Esse trabalho refletiu-se em vários prémios. Nos concursos nacionais de acordeão e guitarra portuguesa, conquistou o 1.º lugar em Santarém, em 2019, o 2.º lugar em 2018 e o 3.º prémio em 2016. No FoleFest, em Lisboa, obteve o 1.º lugar e o prémio de melhor intérprete em 2016, o 2.º prémio em música de câmara em 2018 e o 3.º lugar na mesma categoria em 2017. A estes títulos, acrescentou ainda o 1.º prémio no Concurso Interno da EPABI, em 2018.

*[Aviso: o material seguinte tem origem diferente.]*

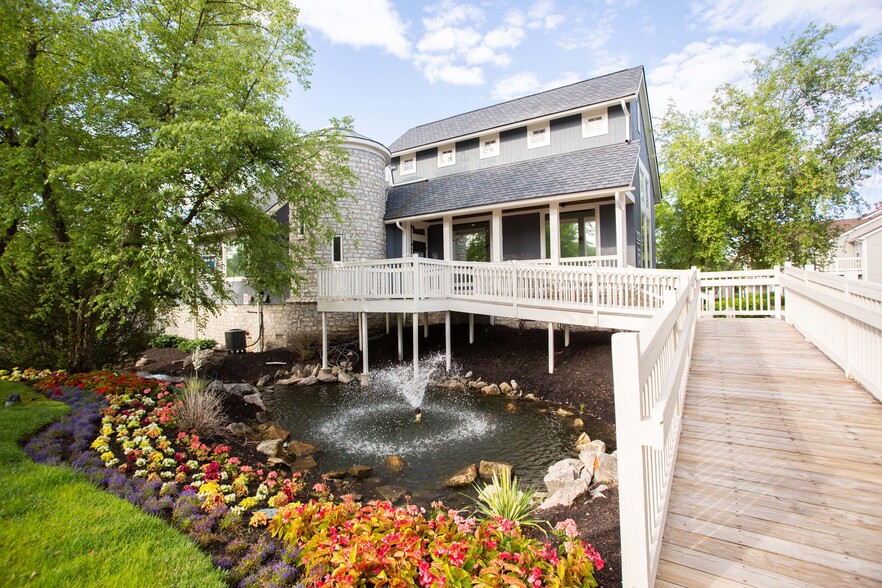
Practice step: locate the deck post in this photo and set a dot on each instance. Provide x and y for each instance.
(324, 340)
(400, 337)
(636, 562)
(416, 345)
(447, 337)
(364, 360)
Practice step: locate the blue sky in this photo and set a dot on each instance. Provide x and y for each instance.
(393, 65)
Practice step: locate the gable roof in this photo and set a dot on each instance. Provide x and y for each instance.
(612, 166)
(594, 91)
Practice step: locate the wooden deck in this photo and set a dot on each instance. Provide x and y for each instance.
(778, 479)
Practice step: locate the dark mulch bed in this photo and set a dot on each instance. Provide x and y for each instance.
(582, 381)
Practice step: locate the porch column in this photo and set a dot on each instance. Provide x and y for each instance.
(324, 340)
(621, 226)
(447, 337)
(447, 229)
(496, 235)
(554, 222)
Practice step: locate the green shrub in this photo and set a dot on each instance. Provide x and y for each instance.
(191, 345)
(165, 341)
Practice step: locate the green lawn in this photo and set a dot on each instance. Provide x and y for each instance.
(57, 529)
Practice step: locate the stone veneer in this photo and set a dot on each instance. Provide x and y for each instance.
(296, 322)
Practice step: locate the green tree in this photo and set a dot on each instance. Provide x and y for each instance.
(755, 180)
(135, 135)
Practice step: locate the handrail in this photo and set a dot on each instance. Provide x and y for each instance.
(650, 370)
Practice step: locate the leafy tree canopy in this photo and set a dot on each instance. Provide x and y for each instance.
(755, 180)
(135, 135)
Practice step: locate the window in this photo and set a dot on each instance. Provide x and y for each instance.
(594, 124)
(408, 164)
(490, 146)
(446, 155)
(233, 265)
(538, 135)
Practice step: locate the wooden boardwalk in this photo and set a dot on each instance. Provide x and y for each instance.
(778, 479)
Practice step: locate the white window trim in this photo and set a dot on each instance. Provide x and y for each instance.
(604, 124)
(495, 151)
(402, 171)
(531, 144)
(452, 148)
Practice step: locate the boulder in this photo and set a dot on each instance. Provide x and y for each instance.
(256, 400)
(463, 477)
(486, 469)
(607, 468)
(565, 495)
(240, 429)
(391, 493)
(394, 463)
(271, 448)
(360, 472)
(491, 390)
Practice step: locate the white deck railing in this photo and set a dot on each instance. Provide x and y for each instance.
(630, 290)
(650, 370)
(843, 318)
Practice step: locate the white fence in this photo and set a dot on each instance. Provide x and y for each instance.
(843, 318)
(650, 369)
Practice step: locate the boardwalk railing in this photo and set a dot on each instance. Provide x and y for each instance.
(650, 369)
(741, 293)
(842, 318)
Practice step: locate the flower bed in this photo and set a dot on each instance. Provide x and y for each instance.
(122, 433)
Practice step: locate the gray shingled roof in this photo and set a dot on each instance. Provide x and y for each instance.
(611, 166)
(593, 91)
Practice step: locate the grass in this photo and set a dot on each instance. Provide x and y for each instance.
(57, 529)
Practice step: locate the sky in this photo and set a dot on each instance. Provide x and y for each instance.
(393, 65)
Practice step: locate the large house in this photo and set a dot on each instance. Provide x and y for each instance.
(562, 177)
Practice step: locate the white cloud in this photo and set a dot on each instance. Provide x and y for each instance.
(527, 82)
(690, 77)
(750, 15)
(360, 23)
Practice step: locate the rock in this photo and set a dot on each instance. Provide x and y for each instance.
(240, 429)
(486, 469)
(300, 449)
(256, 400)
(566, 495)
(360, 472)
(562, 473)
(307, 462)
(607, 469)
(391, 493)
(463, 477)
(491, 390)
(270, 448)
(394, 463)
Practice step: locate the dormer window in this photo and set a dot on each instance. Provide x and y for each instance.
(490, 146)
(408, 164)
(538, 135)
(446, 155)
(594, 124)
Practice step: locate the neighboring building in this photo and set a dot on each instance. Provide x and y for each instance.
(566, 176)
(858, 253)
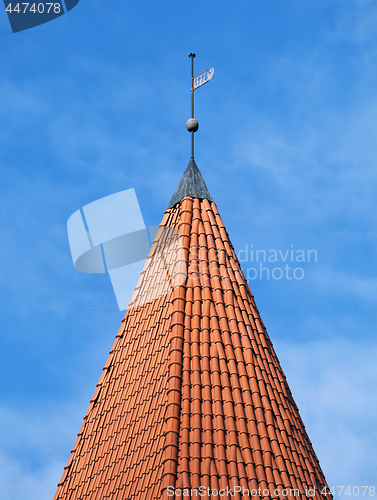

Habituou-se a viver longe de casa e aos 18 anos, continuou o percurso, desta vez ainda mais afastada. Viajou para San Sebastián, para estudar na Muskene, o Centro de Música do País Basco. Apesar de já adulta, a experiência não foi mais fácil. Recorda-se bem de um desses momentos, já de madrugada, enquanto esperava o autocarro que a levaria até à Guarda. O autocarro nunca chegou a passar. Sozinha, procurou uma solução e um motorista no local explicou-lhe, entre sorrisos, que essa situação era habitual. Flávia, desesperada, ponderou não voltar a viajar de madrugada. Acabou por concluir o curso em 2022, na turma do professor e acordeonista Iñaki Alberdi. Este ano, terminou o mestrado em ensino de música na Escola Superior de Artes Aplicadas (ESART), em Castelo Branco.
Hoje, dedica-se sobretudo ao ensino, na Covilhã. A escolha foi consciente. “Não resultou de falta de sucesso profissional, mas de uma vontade imensa em ensinar o que também a mim me ensinaram.” Dá aulas a alunos entre os quatro e os 18 anos e destaca o orgulho em acompanhar a evolução de cada um. Paralelamente, continua a compor e a participar em eventos na cidade, apesar de ter decidido não fazer carreira profissional. Sempre sonhou ser professora.
Reconhece que viver da música na Guarda não é um percurso fácil e por isso adotou uma abordagem mais aberta. “Todos os estilos de música são importantes para mostrar o nosso trabalho. Não devemos só focar naquilo que estudamos. Devemos abrir a mente a outros caminhos.”
Essa flexibilidade trouxe mais oportunidades e estabilidade. Atualmente, não tem concertos marcados para este ano, uma decisão deliberada para se dedicar à família, numa fase em que se encontra grávida. Ainda assim, integrou, recentemente o Trio Allegro, com a flautista Márcia Cunha e o pianista Domenico Ricci e no grupo tradicional Trovas da Beira.
Apesar de nunca ter querido dedicar-se inteiramente a uma vida profissional dedicada só aos concertos, entre discos e espetáculos, continua a ser figura de destaque nas festas da Guarda, normalmente a convite do Museu da Guarda. “Herdei o gosto por estar em cima do palco do meu pai e, apesar de ser professora e ensinar miúdos, a sensação de estar a atuar sozinha é completamente diferente e especial por fazê-lo na cidade onde eu nasci”, assume.